Improved SPAM detector (GSOC2009 proposal)

Improved SPAM detector (GSOC2009 proposal)

by Eloy Lafuente (stronk7) -
Number of replies: 5
Picture of Core developers Picture of Documentation writers Picture of Moodle HQ Picture of Peer reviewers Picture of Plugin developers Picture of Testers
Hi,

just wanted to share one idea I had annotated in my (big) list and, perhaps, could be an interesting GSOC project.

Since some weeks ago, Moodle includes a nice spam checker able to look for some words into user profiles and posts.

My proposal is about to make that to evolve to something more complete and (I hope) useful for the Community.

And here it's the (general, in 10 points) outline of the idea, feel free to comment / discuss / modify... whatever:

Spam central server
  • 1. each time any registered server marks something as spam... send it to central server (if agreed and configured to do so)
  • 2. information provided could be (originator IP, hashed username and email, spam content).
  • 3. central server hashes it, keeping one counter of occurrences of each text.
  • 4. any text with >X occurrences (or another algorithm), is considered "official" spam.
  • 5. one list of "official" spam hashes is publicy available.
  • 6. any moodle site can download it and will be used by the spam report.
  • 7. those hashes/texts can be of interest in other FLOSS projects (interchange option).
  • 8. can evolve to more complex ways of detection (not only hash based, but looking for other types of similarities - linguistic, users, IP...).
  • 9. can evolve out from the limits of current spam-checker so anybody in a site has one option to mark as spam any content (via capability), just for review of admins, for direct sending of information to SPAM server or both.
  • 10. also, can be checked each time one content is going to be saved to DB (option) using it as an automated-non-blocking reporting tool, or as a blocking one ( configuration ), informing admins about suspicious senders/contents) or blocking them
  • ... anything else.


Note I'm not sure about which is the best way to achieve that (so I designed it to work with simple hashes), sure there are a lot of ways to analyse senders / contents. I just don't know about them. But the tool, as outlined in points 1-6, will, for sure, detect repeated SPAM content just based in moodlers interaction with Moodle.
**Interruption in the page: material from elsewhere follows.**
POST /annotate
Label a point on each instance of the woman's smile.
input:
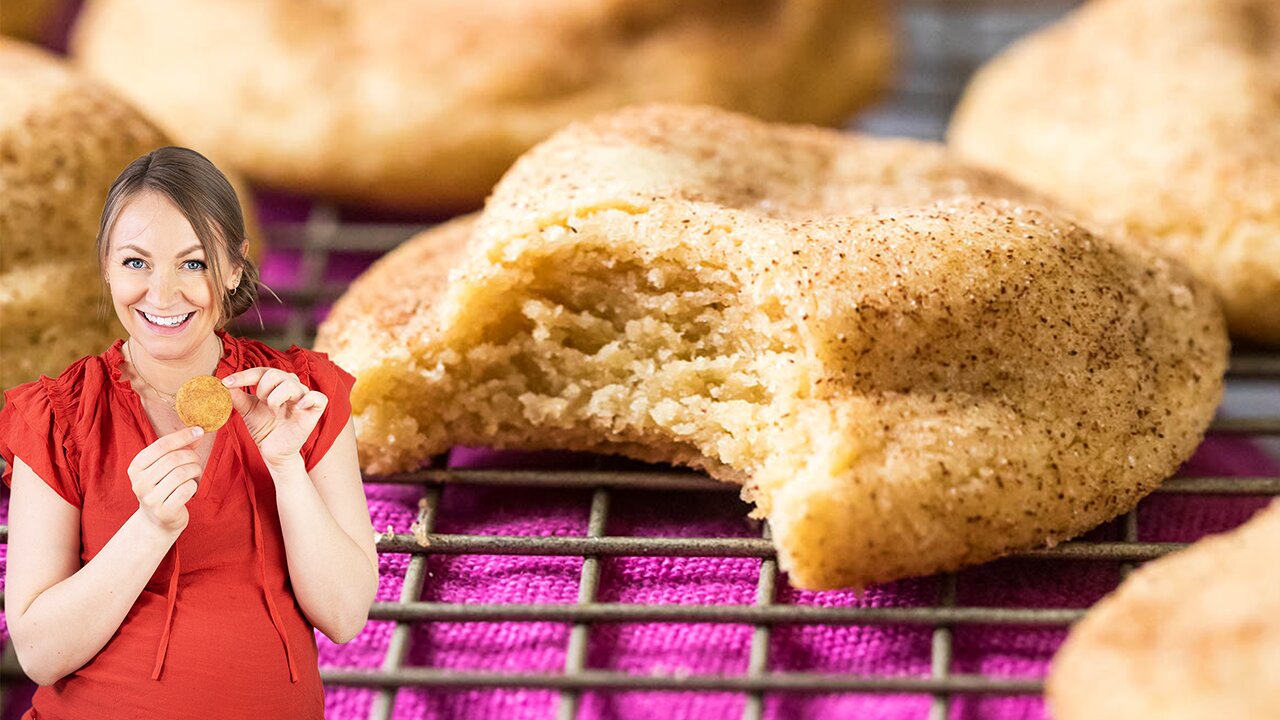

Also, note points 7-10 are just potential (and possible) "expansions" for the project. The basic project itself is covered by "only" points 1-6

Finally note I cannot volunteer (time availability) for any sort of mentor-ship in GSOC so, if anybody is interested.. and this gets interest enough. just take the baton.

And that's all, I hope it can serve, at least, as the origin for better and more ellaborated ideas related to the SPAM problem. I just tried to share it here (cleaning it from my Ideas TODO list).

Ciao smile
Average of ratings: Useful (1)
In reply to Eloy Lafuente (stronk7)

Re: Improved SPAM detector (GSOC2009 proposal)

by Hubert Chathi -
It sounds a lot like Vipul's Razor (and pyzor). Those people have probably thought long and hard about how best to do the "hashing", so it may be worth looking at those projects to see how they are doing things.
http://pyzor.sourceforge.net/
http://razor.sourceforge.net/
Average of ratings: Useful (2)
In reply to Hubert Chathi

Re: Improved SPAM detector (GSOC2009 proposal)
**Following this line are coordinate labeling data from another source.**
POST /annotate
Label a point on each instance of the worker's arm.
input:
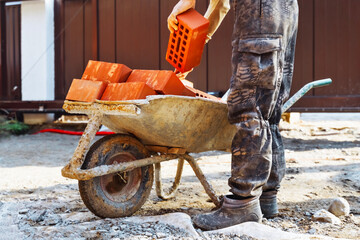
(215, 13)
(180, 7)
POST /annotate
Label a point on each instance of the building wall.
(37, 50)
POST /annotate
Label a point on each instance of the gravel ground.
(37, 202)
by Eloy Lafuente (stronk7) -
Picture of Core developers Picture of Documentation writers Picture of Moodle HQ Picture of Peer reviewers Picture of Plugin developers Picture of Testers
Yup, agree. There are a lot of possible techniques to get "good" hashes out there, yup.

I can imagine multiple hashes, based in different parts of the message (links, images, paragraphs...). Also whitelisted/blacklisted user hashes and a lot of combinations.
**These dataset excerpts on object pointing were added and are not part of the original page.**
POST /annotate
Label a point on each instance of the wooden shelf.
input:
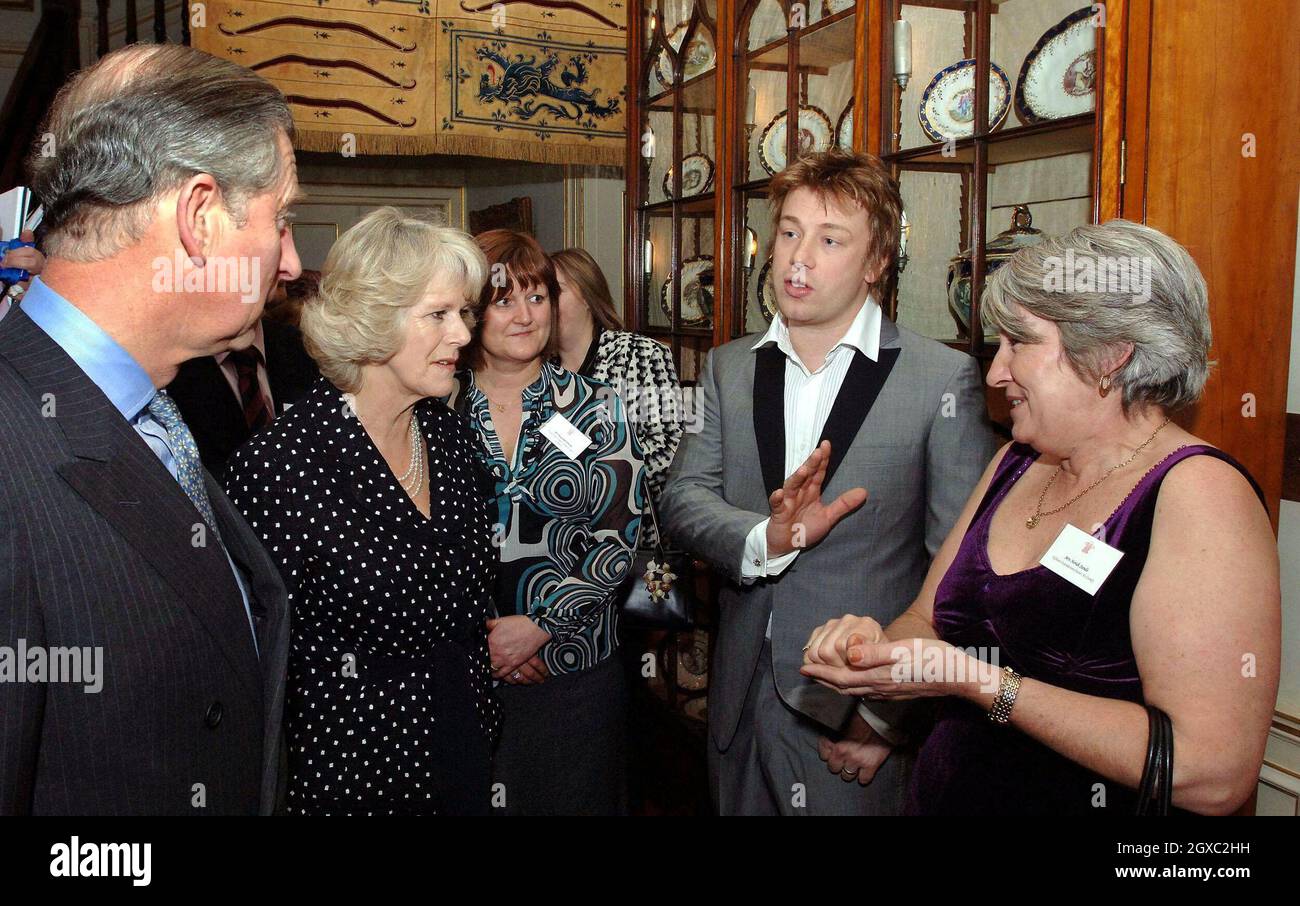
(1009, 146)
(822, 44)
(692, 206)
(698, 95)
My 1-10 steps above were just the outline, for sure if anybody decides to go for it, that should be seriously researched.

Ciao smile
In reply to Eloy Lafuente (stronk7)

Re: Improved SPAM detector (GSOC2009 proposal)

by Priyanka M -

Hi,

My name is Priyanka Menghani. I am in my second year of B. Tech (Bachelor of Technology) in Computer Science at Banasthali University, India. I like C, C++, PHP and Ruby-on-Rails. I have a bit of Open Source experience. Please refer to my github page for the same [0].

I have done quite a bit of PHP, and used it for fun to make Stock Exchange simulation games, online puzzles etc. I am currently going through the moodle code-base. I also suggested a patch for a bug [1]. To understand moodle even better, I am helping fix a couple more of them.

I am interested in the Spam-Cleaner project idea. My suggested implementation of it is as follows.

1. Pro-active Marking of Posts

If there has been a large number of posts (say, Xi, where Xi varies for every user / IP) from the same user / IP in a fixed amount of time, then there is a likelihood of the posts being spam, or the user flooding the forum.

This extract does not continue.